A evacuação americana teve como palco um cenário desolador, com o Afeganistão tomado pelo Talibã e a ameaça de novos atentados. Na última quinta, 26, ataques na região do aeroporto de Cabul causaram a morte de mais de 180 pessoas, entre elas 13 militares americanos. Neste final de semana, as forças americanas lançaram mísseis em um bairro residencial de Cabul onde os responsáveis pelo atentado, reinvindicado pelo Estado Islâmico, estariam escondidos. Cerca de dez civis foram mortos, incluindo crianças.
"A retirada signfica o fim da guerra de quase vinte anos que começou logo após o 11 de setembro", disse o generalKenneth F. McKenzie Jr., líder do comando militar americano no Afeganistão, nesta segunda. O ponto final da ocupação americana no Afeganistão começou a ser costurado pelo ex-presidente Donald Trump e foi levado adiante por Joe Biden, ao ser anunciada no início deste ano.
Junto com as últimas tropas americanas, embarcaram comandantes militares afegãos que participaram da operação da evacuação e da segurança do aeroporto de Cabul. Com isso, o Afeganistão ficou órfão da elite de suas tropas que serviram ao governo deposto pelo Talibã no último dia 15.
A retirada dos EUA se deu em meio a uma escalada de tensões. Nesta segunda, o sistema anti-míssel das forças americanas em Cabul rebateu foguetes disparados contra o aeroporto da capital, onde as tropas americanas estavam concentradas. E permanece o alerta para novos atentados que podem acontecer nesta semana.
Segundo relatos da imprensa local, o Talibã começou uma perseguição a ativistas e pessoas que prestaram serviços para estrangeiros. Além disso, os centros de ensino passaram a separar meninos meninas em diferentes salas de aula, como preconiza a sharia, a lei islâmica, e mulheres estão sendo demitidas de seus postos de trabalho.

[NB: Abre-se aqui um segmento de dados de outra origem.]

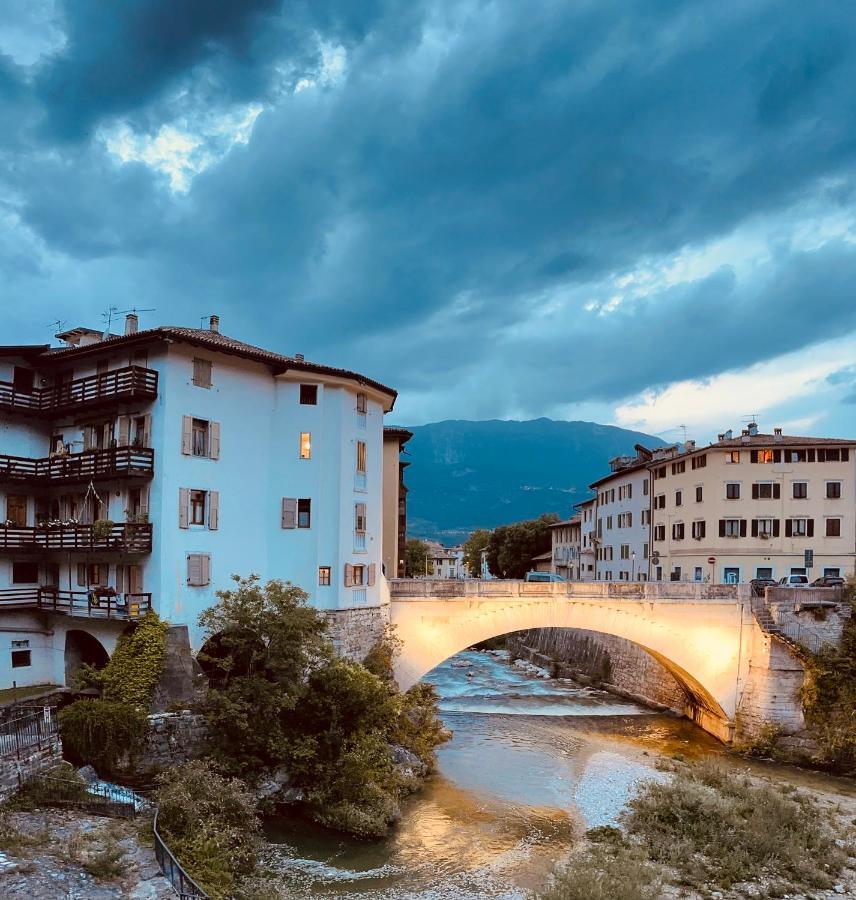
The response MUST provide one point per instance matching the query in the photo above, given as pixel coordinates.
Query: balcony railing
(93, 604)
(115, 462)
(129, 383)
(124, 536)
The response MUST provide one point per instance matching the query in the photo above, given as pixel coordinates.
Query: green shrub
(210, 823)
(101, 732)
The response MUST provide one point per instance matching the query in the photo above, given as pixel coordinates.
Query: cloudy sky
(641, 213)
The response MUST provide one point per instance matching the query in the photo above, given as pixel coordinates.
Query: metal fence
(32, 729)
(172, 869)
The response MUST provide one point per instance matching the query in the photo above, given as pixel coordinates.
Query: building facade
(622, 517)
(144, 470)
(751, 506)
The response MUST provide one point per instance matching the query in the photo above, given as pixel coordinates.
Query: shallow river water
(533, 762)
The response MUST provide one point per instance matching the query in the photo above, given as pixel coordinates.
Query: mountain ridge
(467, 474)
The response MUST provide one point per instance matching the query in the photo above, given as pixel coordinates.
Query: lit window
(305, 445)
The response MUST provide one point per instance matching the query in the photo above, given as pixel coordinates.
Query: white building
(210, 457)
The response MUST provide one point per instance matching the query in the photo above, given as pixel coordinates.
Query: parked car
(759, 584)
(828, 581)
(544, 576)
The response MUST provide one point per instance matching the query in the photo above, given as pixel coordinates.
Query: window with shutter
(213, 510)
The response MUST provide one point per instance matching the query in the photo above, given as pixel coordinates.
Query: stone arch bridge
(705, 635)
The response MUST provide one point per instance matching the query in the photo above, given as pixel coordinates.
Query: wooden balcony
(72, 468)
(124, 537)
(93, 392)
(91, 604)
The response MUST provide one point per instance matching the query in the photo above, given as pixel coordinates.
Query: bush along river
(533, 763)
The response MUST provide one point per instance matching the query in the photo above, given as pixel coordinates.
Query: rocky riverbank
(51, 854)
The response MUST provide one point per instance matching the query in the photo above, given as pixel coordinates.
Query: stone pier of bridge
(707, 636)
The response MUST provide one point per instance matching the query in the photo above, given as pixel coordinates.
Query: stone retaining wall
(618, 664)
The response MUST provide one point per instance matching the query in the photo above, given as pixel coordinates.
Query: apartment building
(565, 552)
(751, 506)
(394, 500)
(145, 469)
(622, 513)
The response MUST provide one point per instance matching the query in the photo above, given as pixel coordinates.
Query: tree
(416, 558)
(511, 547)
(473, 547)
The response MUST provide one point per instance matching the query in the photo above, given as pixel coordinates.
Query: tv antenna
(113, 311)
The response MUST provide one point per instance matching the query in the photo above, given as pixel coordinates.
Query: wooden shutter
(213, 510)
(214, 441)
(289, 512)
(186, 435)
(194, 569)
(183, 507)
(124, 431)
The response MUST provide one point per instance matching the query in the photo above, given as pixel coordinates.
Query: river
(533, 762)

Até agora, poucos países levantaram a hipótese de reconhecer o Talibã como legítimo governante do Afeganistão. Apenas a China e a Rússia se pronunciaram mais formalmente a esse respeito, acenando para o Talibã. No vácuo deixado pelos Estados Unidos, que anunciou sua retirada do país no início do ano, o ministro de relações internacionais chinês, Wan Yi, e o líder de assuntos externos do Talibã, Abdul Ghani Baradar, se encontraram na China em julho para discutir o novo capítulo na história do Afeganistão.

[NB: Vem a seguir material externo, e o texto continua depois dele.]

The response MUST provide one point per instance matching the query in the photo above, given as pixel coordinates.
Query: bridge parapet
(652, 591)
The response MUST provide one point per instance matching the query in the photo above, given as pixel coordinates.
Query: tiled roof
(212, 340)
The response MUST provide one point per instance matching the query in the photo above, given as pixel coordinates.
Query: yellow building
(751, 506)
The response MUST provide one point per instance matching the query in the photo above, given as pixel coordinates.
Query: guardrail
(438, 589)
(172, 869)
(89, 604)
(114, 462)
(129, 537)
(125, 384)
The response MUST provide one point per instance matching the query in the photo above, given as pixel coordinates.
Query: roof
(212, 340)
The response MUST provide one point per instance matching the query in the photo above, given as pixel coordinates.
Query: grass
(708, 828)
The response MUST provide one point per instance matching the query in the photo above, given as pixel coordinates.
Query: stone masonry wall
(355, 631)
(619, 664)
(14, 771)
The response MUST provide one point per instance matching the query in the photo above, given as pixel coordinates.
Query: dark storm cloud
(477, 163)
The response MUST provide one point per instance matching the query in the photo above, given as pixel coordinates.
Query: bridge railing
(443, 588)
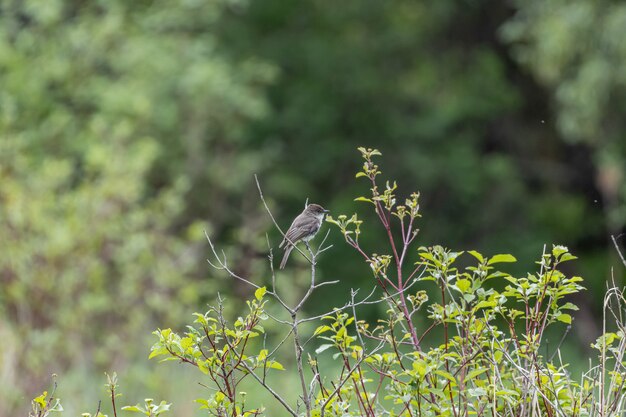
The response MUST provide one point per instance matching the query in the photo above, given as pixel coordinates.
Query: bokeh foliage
(129, 127)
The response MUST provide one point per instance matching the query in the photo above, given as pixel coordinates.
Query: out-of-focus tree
(576, 49)
(112, 115)
(432, 85)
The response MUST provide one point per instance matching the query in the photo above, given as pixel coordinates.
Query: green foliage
(110, 114)
(149, 408)
(488, 358)
(583, 67)
(219, 351)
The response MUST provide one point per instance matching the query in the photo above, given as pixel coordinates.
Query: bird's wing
(301, 227)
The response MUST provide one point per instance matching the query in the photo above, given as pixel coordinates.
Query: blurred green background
(127, 128)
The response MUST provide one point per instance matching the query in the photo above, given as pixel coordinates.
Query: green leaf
(463, 285)
(321, 329)
(475, 373)
(322, 348)
(476, 255)
(259, 293)
(132, 408)
(504, 257)
(565, 318)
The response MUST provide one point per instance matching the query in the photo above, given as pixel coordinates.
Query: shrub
(487, 361)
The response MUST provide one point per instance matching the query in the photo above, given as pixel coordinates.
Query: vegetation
(487, 360)
(129, 128)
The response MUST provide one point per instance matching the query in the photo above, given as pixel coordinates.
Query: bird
(303, 228)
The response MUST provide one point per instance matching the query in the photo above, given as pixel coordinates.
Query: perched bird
(303, 228)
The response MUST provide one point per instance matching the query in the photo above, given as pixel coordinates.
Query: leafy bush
(487, 361)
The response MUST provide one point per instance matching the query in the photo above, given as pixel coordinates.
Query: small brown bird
(303, 228)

O governo chinês pretende desenvolver projetos de infraestrutura no Afeganistão para que o país possa se conectar à Nova Rota da Seda, iniciativa de construção de portos, estradas e ferrovias que deve ligar a China ao restante da Ásia, Europa e África. As reservas de minério do Afeganistão também estão em jogo. Avaliadas entre 1 e 3 trilhões de dólares, grande parte permanece inexplorada, incluindo um mega depósito de cobre e de metais raros.